Oct 15, 2022
I spent much of last year conceiving, creating, and producing a six-part audio series on STEM and the humanities: using the engineering classroom as a launching point for looking at the history of ideas that have shaped what technological education is for, and where it’s fallen short of the liberal arts ideal for forming lifelong civic actors. I haven’t yet started promoting it formally, but I’d love it if folks who read here would take a listen to the trailer, check out the ease of getting transcripts, or send me any ideas for where we might cross-post an episode and find the right audiences for it.

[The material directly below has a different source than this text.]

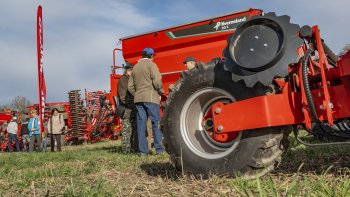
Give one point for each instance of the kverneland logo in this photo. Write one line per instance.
(221, 25)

There are lots of podcasts about the ethics of technology, but this series is different. We’re zeroing in on engineering education in the classroom as a formative site that shapes the ethics of technology. How do students in the much lauded STEM fields — that’s science, technology, engineering, and math — learn to address humanistic concerns about technology? The why and should questions about what they make, whether in code or with robotics or AI? How is it that social and political concerns are so easily cut out of technical training? And what would it look like to bring them back in?
It’s here on Spotify. It’s on other platforms as well and will be accessible on the Sketch Model web page soon. My co-producer and editor was my husband Brian Funck, and it was so fun to work together on it.
I have no idea if five or fifty people read these posts with any regularity; I make it a point not to track these analytics. But if you have thoughts, I’d love to hear them.